I got an strange result from the training with HR dataset

yusuke-ai commented 5 months ago

Hi,

Thank you for the awesome work! I trained the model with the HR dataset with the almost same configuration as your code and with the command below. The only difference is the learning rate and it is set to 4e-5 and got models both in iteration=10000 and iteration=around 60000. (I didn't use the same training rate with the your code because it sometimes jumps the loss while training. I will comment more in #4)

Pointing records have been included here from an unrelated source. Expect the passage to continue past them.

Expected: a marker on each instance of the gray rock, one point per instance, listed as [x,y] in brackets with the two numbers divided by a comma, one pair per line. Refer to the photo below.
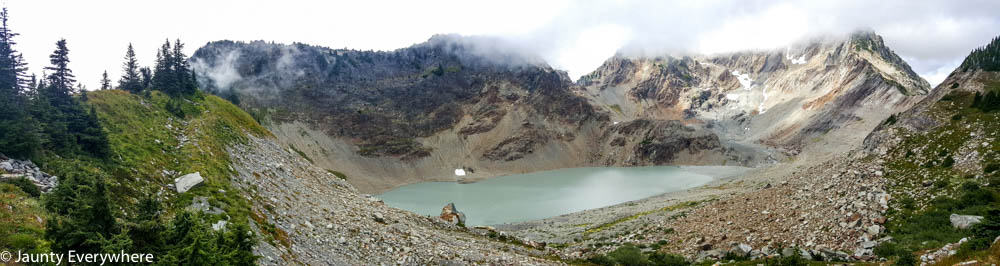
[221,224]
[787,252]
[451,214]
[186,182]
[744,248]
[964,221]
[874,229]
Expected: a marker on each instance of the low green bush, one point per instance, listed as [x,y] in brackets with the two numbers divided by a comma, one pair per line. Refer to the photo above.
[25,185]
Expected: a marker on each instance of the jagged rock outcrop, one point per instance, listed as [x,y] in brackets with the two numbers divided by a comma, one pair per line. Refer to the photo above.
[826,91]
[186,182]
[964,221]
[314,218]
[14,169]
[451,215]
[413,114]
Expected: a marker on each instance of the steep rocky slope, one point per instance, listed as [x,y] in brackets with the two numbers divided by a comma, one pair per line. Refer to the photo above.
[299,213]
[822,93]
[319,219]
[418,113]
[892,198]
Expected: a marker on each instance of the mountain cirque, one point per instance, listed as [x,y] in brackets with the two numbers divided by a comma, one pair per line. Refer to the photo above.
[415,114]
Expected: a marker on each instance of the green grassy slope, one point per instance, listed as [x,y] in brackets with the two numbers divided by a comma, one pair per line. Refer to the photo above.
[153,139]
[949,169]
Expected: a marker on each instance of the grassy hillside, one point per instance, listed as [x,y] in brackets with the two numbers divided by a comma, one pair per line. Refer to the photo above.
[949,169]
[154,138]
[148,138]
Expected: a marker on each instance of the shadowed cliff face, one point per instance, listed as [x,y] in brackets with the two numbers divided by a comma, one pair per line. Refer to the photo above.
[826,93]
[384,99]
[417,113]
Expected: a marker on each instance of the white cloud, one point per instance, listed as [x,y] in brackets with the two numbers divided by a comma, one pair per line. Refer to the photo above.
[572,35]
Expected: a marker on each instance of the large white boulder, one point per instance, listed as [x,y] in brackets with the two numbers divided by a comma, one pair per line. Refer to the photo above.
[964,221]
[186,182]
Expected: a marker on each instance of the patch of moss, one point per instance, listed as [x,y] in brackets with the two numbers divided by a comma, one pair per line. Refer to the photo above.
[674,207]
[22,221]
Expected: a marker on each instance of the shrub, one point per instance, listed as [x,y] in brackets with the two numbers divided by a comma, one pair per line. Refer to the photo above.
[628,255]
[948,162]
[941,183]
[991,168]
[985,232]
[667,259]
[890,250]
[891,120]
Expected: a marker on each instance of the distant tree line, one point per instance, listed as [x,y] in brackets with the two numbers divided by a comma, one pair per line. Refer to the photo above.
[986,58]
[43,115]
[988,102]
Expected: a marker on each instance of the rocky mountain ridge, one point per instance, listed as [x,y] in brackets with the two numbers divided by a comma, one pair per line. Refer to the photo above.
[417,113]
[823,91]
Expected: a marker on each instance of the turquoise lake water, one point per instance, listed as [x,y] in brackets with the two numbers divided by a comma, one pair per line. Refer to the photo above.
[524,197]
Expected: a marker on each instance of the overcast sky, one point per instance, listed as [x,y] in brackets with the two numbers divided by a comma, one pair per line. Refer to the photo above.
[576,36]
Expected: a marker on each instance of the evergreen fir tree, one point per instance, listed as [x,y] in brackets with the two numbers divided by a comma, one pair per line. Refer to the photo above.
[105,82]
[183,77]
[163,70]
[61,79]
[145,78]
[131,80]
[83,218]
[69,128]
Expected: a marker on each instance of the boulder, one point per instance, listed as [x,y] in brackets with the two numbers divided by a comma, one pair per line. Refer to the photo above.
[964,221]
[184,183]
[451,215]
[220,225]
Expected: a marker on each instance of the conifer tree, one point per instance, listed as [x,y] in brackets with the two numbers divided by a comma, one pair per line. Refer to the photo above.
[17,129]
[145,78]
[162,71]
[131,79]
[61,79]
[105,82]
[83,215]
[69,128]
[183,77]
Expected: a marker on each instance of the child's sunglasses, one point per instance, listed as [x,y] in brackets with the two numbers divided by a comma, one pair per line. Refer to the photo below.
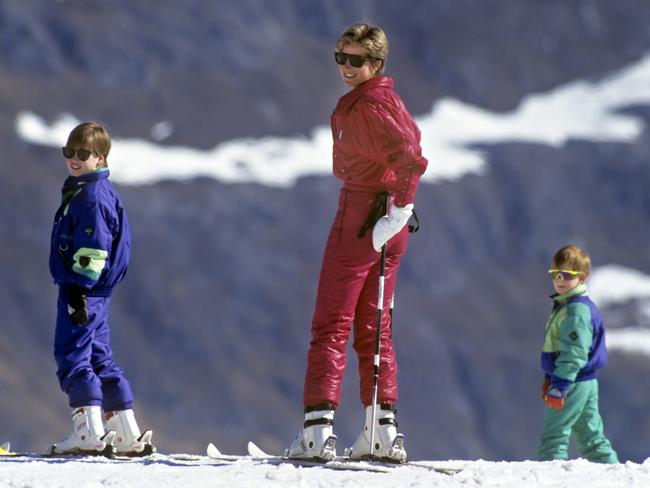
[563,274]
[82,154]
[356,61]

python tools/train.py configs/segrefiner/segrefiner_hr.py --resume-from segrefiner_hr_latest.pth

and I got the different refinement results. The original segrefiner_hr_latest.pth model has a smooth segmentation around the line, but the retrained model has a jaggy segmentation around the line like below. Expected result is the model shouldn't output differently.

Could you help me with finding the core issue? Thank you!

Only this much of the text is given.